- Adrian Lepiten
Environmental War Outcomes: Before, During, and After
War is not a conflict resolution. It is evident in history and studies that war generates more mortality and disability than any other major disease. The use of explosive weaponry in urban areas results in massive amounts of waste and rubble, which pollutes the air and land. Weapon sources and military equipment leave environmental imprints. Principally, it yields catastrophic effects on our health, national well-being, and of course, on our environment.
Many civil wars and wars between countries have happened in the last century, with the majority of hostilities occurring as a result of countries' freedom following decades of colonization. But, in terms of environmental impact, World War I was the most damaging, because of landscape changes caused by trench warfare; soil formations were drastically affected. If the battle was never fought, the landscape would certainly look disparate now.
It is difficult to estimate the exact environmental impact of wars. However, we can provide you with a summary of some of the most striking environmental effects. With the ongoing war between Russia and Ukraine, it is vital to understand the possible outcomes of our environment. To know more, let’s read War Outcomes: Before, During, and After.

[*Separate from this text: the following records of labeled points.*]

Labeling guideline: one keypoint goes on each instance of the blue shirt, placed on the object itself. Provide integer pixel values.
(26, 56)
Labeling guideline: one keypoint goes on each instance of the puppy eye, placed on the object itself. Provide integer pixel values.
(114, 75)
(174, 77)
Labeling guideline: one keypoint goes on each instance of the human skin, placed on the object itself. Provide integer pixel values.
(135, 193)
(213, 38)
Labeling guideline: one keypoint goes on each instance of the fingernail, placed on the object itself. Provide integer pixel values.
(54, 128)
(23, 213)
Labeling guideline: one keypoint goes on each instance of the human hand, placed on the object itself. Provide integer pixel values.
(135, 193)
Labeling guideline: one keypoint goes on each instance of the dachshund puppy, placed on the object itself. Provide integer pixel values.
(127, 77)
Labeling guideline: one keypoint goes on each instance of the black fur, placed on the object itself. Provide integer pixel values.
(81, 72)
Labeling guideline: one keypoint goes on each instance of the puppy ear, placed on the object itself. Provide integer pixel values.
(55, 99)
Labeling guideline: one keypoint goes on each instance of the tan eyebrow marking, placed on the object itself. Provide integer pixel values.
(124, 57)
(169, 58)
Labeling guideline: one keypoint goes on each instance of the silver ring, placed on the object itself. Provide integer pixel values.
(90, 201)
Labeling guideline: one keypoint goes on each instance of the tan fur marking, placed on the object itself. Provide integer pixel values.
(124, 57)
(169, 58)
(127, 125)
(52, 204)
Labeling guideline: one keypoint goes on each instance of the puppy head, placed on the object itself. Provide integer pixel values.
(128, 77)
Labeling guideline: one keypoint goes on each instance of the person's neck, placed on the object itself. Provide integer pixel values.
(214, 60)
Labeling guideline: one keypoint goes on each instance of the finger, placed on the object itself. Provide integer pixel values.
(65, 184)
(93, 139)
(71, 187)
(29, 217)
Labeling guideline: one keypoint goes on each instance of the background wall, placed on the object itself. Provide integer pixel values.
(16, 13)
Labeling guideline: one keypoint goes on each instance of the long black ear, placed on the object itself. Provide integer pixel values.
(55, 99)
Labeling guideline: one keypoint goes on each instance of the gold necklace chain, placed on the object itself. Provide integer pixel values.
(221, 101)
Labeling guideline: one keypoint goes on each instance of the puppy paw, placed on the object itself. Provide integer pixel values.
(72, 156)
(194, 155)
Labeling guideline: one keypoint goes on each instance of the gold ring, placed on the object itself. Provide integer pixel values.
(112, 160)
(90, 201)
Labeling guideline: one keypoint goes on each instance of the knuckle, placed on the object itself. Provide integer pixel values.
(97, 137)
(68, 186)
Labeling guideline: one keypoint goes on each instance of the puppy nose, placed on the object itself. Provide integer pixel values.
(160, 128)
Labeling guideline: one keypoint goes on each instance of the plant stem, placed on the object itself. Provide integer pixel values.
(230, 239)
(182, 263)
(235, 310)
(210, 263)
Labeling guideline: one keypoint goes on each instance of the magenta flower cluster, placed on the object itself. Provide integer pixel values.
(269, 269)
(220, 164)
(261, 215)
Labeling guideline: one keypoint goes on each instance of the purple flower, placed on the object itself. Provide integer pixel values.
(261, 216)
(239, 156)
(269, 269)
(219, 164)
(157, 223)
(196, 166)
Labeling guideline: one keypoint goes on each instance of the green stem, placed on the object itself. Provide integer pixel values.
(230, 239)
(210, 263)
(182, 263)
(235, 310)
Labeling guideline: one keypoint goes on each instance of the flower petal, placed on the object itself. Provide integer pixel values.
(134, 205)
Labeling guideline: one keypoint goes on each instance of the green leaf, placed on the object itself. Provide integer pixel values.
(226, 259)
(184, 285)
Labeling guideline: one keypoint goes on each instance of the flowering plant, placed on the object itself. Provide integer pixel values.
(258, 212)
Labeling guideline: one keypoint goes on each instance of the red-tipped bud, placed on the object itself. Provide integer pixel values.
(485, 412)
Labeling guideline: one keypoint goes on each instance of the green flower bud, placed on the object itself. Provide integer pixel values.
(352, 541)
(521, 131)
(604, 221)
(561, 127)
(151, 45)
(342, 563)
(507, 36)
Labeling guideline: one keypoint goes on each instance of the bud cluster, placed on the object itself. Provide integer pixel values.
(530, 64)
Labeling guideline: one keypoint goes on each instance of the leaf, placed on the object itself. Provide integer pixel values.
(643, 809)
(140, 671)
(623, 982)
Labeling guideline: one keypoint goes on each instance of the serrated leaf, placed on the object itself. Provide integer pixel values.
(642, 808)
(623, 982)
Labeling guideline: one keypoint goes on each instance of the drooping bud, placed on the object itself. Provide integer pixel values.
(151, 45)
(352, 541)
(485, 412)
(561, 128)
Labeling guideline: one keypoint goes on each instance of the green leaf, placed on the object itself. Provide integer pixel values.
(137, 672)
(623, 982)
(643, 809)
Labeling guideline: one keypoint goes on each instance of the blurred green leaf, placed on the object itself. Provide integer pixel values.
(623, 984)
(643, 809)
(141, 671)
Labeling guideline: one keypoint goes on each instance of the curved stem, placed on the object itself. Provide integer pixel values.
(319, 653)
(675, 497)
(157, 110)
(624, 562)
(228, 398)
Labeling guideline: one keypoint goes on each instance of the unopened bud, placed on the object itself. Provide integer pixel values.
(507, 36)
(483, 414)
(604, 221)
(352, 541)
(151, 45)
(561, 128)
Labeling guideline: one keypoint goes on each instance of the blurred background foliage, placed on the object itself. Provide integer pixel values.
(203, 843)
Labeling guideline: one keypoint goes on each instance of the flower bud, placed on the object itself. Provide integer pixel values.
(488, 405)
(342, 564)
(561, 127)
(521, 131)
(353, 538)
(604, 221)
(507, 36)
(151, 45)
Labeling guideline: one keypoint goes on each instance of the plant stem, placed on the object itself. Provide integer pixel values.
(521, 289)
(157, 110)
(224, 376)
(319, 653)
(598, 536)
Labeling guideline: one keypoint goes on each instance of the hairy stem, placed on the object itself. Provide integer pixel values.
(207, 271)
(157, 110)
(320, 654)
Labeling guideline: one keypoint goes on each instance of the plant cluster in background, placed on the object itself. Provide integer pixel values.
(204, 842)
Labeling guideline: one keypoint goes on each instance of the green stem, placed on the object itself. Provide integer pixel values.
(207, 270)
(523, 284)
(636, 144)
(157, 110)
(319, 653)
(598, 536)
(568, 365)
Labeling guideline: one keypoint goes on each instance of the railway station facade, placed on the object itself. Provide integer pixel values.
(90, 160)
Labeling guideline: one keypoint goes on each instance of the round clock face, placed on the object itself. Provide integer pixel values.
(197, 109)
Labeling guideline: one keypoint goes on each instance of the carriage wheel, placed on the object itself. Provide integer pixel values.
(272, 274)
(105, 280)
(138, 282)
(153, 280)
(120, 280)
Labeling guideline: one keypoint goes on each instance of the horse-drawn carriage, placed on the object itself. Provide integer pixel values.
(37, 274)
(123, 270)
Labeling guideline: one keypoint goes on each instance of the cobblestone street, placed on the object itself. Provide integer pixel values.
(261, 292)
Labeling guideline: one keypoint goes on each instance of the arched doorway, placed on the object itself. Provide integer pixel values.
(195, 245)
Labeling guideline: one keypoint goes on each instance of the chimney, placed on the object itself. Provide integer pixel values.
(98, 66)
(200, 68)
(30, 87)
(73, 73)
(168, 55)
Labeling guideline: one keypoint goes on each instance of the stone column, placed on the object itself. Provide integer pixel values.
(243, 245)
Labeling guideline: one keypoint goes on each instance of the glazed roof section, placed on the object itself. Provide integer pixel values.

The environmental effects of war begin even before it started. Massive amounts of resources are required to build forces and sustain military equipment. Producing and building military vehicles, aircraft, vessels, and infrastructure all require energy, and the energy used is oil which is inefficient and finite.
Militaries also require substantial regions of land and water for bases and facilities, as well as testing and training. In many cases, these are carried out in environmentally valuable areas where numerous species of living things are involved. In addition, training emits pollutants and disrupts both terrestrial and marine habitats.
The continuous sustenance and renewal of military equipment entail ongoing disposal costs. Nuclear and chemical weapons cause environmental problems through years of their life cycle. The same holds for conventional weapons that are destroyed through open burning or explosions.
War is never the answer to solve conflicts. The environmental consequences of war vary widely. High-intensity warfare necessitates and uses vast amounts of energy, resulting in massive carbon dioxide emissions and contributing to climate change.
The use of explosive weaponry and heavy vehicles such as tanks, aircraft, and submarines during wartime can cause severe physical damage to landscapes and geodiversity. Military equipment and detonation pollute the environment. Landmines and cluster munitions can obstruct agricultural land access and contaminate water sources.
It also facilitates increased hunting and poaching of wildlife during the war by simply using small arms and light weapons. Wildlife crime because of the food crisis will always result in extinction and endangerment.
War always brings no good to everyone. The bombardment of cities and the destruction of wildlife, agriculture, marine sources, transport system, and irrigation networks after the war will result in poverty. Death of millions will burden the nation, refugees and displaced people will experience all aspects of the crisis. The increased consumption of natural resources will lead to drainage. Resources will run dry, and if managed poorly, it can only create new environmental risks.
The damage that disputes cause to environmental governance might have long-term consequences for environmental protection. The environmental costs of recovery will be enormous and essential, reversing progress will be a lengthy process.
If we overlook the environment after a war, we may not only miss out on opportunities to promote long-term healing, but we may also be preparing states for future resource problems.
War is not the answer!
Histories are evidence that wars are not the solution. With the recent news about Russia and Ukraine, we must take into consideration the possible outcomes of it, especially to the people, environment, and other living things.